To assess the impact of the pandemic, we used an interrupted time series (ITS) approach. Segmented linear regression models were fitted for each system, with March 2020 as the interruption point. The models estimated immediate changes in level (intercept) and postinterruption trend (slope). Wilcoxon signed-rank tests were also used to compare the monthly volumes observed during the pandemic to projected values based on prepandemic trends. In the postpandemic period (2023), no procedures were recorded in the SUS, preventing a formal statistical comparison with the Supplementary Health system. All analyses were performed using the Python software (free and open source), version 3.X, with the following packages: pandas, scipy, and statsmodels.

Ethical Considerations

The current study used publicly-available, anonymized, and aggregated data. In accordance with Resolution no. 510/2016 of the Brazilian National Health Council (Conselho Nacional de Saúde, CNS, in Portuguese), ethical approval was not required.

Results

Procedural Volume Overview

Between January 2015 and December 2023, 434 procedures referring to Beta-emitting radionuclide therapy for bone pain in cancer patients were recorded in the SUS, and 749, in the Supplementary Health system.

[Fig. 1] displays the monthly number of Beta-emitting radionuclide therapy procedures for bone pain in cancer patients, comparing the public and private health systems in Brazil from January 2015 to December 2023. Prior to the pandemic, both systems showed moderate fluctuation in procedure volumes, and there was no statistically significant difference between them. After the onset of the COVID-19 pandemic in March 2020, the SUS experienced an abrupt and persistent decline in procedure numbers, reaching 0 in all months of 2023. Meanwhile, the Supplementary Health system showed a temporary increase in procedures at the start of the pandemic, followed by a gradual decline, but it maintained regular activity through the end of the period. The vertical line in [Fig. 1] marks the onset of the pandemic, clearly illustrating the different patterns of impact between the public and private health sectors.

[Table 1] provides an overview of the monthly procedural volume of Beta-emitting radionuclide therapy for bone pain in cancer patients, separated by health system and by the three aforementioned periods.

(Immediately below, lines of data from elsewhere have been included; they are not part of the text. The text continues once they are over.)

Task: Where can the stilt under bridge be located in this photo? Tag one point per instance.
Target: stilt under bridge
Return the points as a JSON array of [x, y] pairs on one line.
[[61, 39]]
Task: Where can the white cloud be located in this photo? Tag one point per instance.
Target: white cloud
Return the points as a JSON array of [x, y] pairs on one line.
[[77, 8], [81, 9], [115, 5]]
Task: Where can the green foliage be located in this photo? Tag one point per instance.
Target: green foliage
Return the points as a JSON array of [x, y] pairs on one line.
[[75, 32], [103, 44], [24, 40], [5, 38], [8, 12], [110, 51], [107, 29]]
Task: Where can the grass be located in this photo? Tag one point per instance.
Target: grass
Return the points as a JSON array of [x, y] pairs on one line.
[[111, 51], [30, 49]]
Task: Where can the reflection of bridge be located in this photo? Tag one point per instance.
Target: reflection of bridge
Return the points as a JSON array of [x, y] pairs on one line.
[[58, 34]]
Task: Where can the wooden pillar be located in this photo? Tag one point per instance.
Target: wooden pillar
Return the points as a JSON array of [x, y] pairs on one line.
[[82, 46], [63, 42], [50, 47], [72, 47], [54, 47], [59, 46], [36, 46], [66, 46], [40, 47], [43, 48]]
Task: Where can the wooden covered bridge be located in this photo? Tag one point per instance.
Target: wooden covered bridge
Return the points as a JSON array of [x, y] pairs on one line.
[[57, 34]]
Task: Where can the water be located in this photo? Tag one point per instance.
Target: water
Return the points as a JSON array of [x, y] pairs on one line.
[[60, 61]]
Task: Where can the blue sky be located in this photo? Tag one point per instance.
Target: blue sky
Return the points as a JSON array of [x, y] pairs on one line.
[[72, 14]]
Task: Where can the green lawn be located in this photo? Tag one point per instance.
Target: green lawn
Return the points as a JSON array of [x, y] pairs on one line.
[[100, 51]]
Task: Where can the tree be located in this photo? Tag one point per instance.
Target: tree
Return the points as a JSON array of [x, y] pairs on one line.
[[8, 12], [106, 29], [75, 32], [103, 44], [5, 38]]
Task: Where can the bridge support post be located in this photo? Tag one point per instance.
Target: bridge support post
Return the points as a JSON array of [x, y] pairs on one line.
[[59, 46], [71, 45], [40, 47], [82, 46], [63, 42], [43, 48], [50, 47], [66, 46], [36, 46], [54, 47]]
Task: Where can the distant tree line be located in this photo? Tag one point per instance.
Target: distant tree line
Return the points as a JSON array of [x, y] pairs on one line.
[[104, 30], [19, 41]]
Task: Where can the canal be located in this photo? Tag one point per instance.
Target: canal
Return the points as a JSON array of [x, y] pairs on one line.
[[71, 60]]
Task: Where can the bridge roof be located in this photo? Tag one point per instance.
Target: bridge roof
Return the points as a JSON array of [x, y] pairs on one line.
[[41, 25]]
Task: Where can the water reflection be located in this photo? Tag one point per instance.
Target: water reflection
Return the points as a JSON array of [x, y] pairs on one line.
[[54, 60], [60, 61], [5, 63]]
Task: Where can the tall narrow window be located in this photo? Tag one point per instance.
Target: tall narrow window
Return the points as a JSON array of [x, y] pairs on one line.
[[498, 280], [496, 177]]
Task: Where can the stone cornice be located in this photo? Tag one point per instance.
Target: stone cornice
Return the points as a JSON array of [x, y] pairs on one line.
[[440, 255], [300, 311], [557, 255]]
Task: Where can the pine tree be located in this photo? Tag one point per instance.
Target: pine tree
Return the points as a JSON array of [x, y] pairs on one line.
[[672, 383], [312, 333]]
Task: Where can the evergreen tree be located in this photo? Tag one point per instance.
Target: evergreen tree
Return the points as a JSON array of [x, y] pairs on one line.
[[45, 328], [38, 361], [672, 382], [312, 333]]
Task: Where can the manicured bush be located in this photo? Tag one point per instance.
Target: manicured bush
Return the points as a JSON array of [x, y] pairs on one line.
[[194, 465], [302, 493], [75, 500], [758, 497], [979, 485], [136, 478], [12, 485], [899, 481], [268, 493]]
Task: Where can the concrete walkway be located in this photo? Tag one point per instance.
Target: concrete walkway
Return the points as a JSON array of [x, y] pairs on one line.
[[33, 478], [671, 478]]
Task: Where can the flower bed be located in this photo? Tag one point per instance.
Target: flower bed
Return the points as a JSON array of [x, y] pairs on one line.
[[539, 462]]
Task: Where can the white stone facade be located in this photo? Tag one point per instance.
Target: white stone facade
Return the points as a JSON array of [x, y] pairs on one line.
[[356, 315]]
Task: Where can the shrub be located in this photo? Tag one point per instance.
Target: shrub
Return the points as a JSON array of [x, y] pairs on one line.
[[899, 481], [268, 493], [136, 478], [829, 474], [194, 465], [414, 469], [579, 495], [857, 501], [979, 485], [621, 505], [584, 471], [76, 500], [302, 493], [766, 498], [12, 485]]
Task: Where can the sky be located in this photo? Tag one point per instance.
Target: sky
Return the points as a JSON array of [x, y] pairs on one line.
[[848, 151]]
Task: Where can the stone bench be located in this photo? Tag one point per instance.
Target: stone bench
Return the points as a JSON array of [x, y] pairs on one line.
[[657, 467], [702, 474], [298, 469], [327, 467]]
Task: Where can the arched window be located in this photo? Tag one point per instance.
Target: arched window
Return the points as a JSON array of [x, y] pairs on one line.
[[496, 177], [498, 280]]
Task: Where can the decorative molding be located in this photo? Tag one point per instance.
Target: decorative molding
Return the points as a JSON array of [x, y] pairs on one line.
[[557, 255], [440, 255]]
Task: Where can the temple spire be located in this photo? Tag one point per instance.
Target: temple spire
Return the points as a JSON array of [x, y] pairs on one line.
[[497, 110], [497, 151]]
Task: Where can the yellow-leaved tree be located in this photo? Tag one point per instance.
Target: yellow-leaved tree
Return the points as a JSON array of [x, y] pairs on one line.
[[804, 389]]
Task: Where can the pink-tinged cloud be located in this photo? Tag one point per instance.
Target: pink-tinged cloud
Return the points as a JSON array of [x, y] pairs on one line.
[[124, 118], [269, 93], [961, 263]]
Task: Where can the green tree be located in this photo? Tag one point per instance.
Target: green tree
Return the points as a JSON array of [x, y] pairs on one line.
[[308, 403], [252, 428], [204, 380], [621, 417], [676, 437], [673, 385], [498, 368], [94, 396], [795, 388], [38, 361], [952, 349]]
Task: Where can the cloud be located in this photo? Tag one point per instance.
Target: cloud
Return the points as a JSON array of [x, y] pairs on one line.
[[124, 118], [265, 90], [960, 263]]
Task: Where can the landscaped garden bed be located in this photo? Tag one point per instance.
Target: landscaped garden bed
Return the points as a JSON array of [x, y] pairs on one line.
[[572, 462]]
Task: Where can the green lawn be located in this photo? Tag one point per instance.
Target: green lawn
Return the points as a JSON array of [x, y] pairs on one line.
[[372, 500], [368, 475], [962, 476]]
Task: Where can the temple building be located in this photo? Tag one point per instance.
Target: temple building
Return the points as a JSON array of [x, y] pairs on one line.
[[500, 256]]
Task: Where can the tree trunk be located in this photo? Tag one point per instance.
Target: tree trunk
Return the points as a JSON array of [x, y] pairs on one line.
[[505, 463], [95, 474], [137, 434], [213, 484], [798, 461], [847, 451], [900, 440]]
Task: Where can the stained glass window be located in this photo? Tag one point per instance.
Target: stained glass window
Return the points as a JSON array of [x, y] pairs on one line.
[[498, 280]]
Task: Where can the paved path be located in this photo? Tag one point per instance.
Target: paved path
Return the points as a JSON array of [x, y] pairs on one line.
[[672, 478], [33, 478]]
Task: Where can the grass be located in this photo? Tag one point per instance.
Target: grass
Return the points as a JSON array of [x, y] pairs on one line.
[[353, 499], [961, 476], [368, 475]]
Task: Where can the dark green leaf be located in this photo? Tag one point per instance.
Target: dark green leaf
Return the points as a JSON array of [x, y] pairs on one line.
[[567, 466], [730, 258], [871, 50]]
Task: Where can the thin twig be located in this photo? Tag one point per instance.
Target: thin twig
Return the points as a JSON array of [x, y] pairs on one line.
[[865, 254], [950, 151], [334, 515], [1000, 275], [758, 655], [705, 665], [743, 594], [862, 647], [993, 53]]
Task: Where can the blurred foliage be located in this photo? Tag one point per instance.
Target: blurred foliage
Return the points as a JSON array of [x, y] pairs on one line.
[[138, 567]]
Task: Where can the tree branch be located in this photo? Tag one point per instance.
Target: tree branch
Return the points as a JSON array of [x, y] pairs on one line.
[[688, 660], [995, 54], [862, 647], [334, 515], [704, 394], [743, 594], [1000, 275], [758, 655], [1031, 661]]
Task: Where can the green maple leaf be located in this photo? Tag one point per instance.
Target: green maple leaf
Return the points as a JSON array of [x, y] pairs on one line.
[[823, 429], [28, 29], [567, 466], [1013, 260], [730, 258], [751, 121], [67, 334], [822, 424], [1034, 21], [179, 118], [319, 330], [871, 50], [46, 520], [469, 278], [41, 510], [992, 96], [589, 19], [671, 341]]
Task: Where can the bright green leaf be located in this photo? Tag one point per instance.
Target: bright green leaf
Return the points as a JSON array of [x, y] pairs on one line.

In the table, each row corresponds to a specific health sector and period, while the columns present (from left to right): sector, period, median monthly number of procedures, and the total number of procedures performed during that period. This organization enables a clear comparison of procedural volumes between health sectors and across different stages of the COVID-19 pandemic.

Prepandemic Comparison of Health Systems

The Mann–Whitney U test was applied to compare monthly procedure volumes between the SUS and the Supplementary Health system during the prepandemic period. The test yielded U = 1809.0 and p = 0.21, indicating no statistically significant difference between the two systems.

Intrasystem Temporal Analysis

The Kruskal-Wallis test identified a highly-significant difference in monthly procedure volumes across the three periods in the SUS (H = 58.32; p < 0.001) and in the Supplementary Health system (H = 8.93; p = 0.012). These differences are visually represented in [Fig. 2], which shows the distribution of monthly procedures for each period and system.

Pairwise comparisons using the Mann–Whitney U test revealed a highly significant reduction in monthly procedures from the pre-pandemic to the pandemic period in the SUS (U = 2042.5, p < 0.001). In the Supplementary Health system, there was a statistically significant increase in procedure volumes from the pre-pandemic to the pandemic period (U = 542.5, p = 0.022), followed by a significant decline from the pandemic to the post-pandemic period (U = 82.0, p = 0.0017). These trends are also clearly demonstrated in the boxplots in [Fig. 2].

Observed versus expected volumes (ITS analysis): Segmented regression models using ITS were applied to assess the impact of the pandemic on monthly procedural volumes ([Fig. 3]). In the SUS, the ITS model indicated a statistically significant and abrupt reduction in procedure volumes immediately after the interruption point, in March 2020 (level change β = −5.61; p < 0.001). There was no significant trend before the pandemic (p = 0.782), nor any evidence of recovery in the postinterruption slope (p = 0.772), indicating a sustained disruption in access to the SUS.

For the Supplementary Health system, the ITS model identified a significant immediate increase in procedure volumes following the pandemic onset (level change β = 5.50; p < 0.001), followed by a gradual decline postinterruption (slope β = −0.099; p = 0.003), which is consistent with a transient compensatory effect and subsequent normalization. The prepandemic trend remained stable (p = 0.521).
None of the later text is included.